Dos sistemas de IA de la empresa de Altman llevaron a cabo un ciberataque por iniciativa propia: escaparon de su entorno cerrado y se conectaron a internet para irrumpir en la biblioteca de modelos de IA en línea Hugging Face con el fin de buscar información.
“Es el primer incidente de (ciber)seguridad que me ha provocado una reacción visceral”, reconoció Altman en una entrevista para el podcast “Invest Like The Best”, publicada el martes; “y me sorprende un poco que no haya tenido el mismo efecto en más gente”, añadió.
Modelos de OpenIA “escaparon” y provocaron un ataque sin precedentes en plataforma de IA Hugging Face
Aunque no es la primera vez que un modelo de IA se escapa al control de sus desarrolladores, este es considerado como el incidente más grave.
Altman reveló que, tras tener conocimiento del ataque, OpenAI suspendió las pruebas “para comprender cómo lograr confinar” sus sistemas en pruebas, que en principio están aislados de internet.
“Pero a más largo plazo, surge la pregunta de qué hacer si nos encontramos ante un nuevo ritmo de avance” de la IA, explicó, en un contexto en el que “podríamos tener que ralentizar el ritmo de desarrollo de la IA para dar tiempo suficiente a la sociedad a hacer frente a estas nuevas capacidades”.

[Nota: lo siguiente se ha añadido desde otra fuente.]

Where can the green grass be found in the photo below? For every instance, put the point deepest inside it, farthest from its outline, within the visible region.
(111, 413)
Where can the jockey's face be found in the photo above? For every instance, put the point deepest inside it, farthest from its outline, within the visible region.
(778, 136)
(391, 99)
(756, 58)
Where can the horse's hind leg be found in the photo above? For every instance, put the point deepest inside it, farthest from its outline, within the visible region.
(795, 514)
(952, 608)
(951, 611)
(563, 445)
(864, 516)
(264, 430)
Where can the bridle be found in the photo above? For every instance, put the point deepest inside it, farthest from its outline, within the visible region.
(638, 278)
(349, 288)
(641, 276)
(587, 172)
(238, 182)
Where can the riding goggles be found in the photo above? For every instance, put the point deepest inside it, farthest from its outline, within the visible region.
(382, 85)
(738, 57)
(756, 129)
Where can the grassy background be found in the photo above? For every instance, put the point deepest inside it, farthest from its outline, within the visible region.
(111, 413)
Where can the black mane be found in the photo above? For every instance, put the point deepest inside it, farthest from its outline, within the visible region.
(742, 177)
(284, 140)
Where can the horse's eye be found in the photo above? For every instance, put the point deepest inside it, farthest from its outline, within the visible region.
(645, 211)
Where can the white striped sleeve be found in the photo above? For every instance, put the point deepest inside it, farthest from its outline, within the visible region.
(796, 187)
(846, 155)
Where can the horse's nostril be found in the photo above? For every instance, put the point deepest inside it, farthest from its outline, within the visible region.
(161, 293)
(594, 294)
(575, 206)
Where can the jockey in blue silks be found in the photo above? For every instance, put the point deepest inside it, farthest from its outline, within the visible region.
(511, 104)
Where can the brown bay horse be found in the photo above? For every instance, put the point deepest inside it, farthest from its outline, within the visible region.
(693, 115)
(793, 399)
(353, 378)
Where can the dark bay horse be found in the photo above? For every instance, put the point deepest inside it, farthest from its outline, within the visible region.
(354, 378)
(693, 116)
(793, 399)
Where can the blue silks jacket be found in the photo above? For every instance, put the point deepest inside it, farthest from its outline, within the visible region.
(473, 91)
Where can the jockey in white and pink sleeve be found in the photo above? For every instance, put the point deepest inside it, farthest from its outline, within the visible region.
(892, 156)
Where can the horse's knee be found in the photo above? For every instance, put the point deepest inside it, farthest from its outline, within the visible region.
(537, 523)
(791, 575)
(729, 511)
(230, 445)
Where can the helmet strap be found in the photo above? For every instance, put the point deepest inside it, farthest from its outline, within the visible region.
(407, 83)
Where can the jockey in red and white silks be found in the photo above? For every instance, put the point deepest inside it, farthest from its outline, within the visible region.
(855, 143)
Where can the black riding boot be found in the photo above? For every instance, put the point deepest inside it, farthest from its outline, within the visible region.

En un mensaje publicado a principios de junio, el director general de Anthropic, Dario Amodei, había considerado que sería “positivo” frenar el desarrollo de la IA para dar tiempo “a comprender mejor sus inmensas consecuencias”.
Para Altman, este eventual freno en el desarrollo de la IA debe evitar que favorezca a uno o varios grupos del sector: “Esto va a requerir trabajo”, advirtió, “y es importante encontrar la fórmula adecuada”.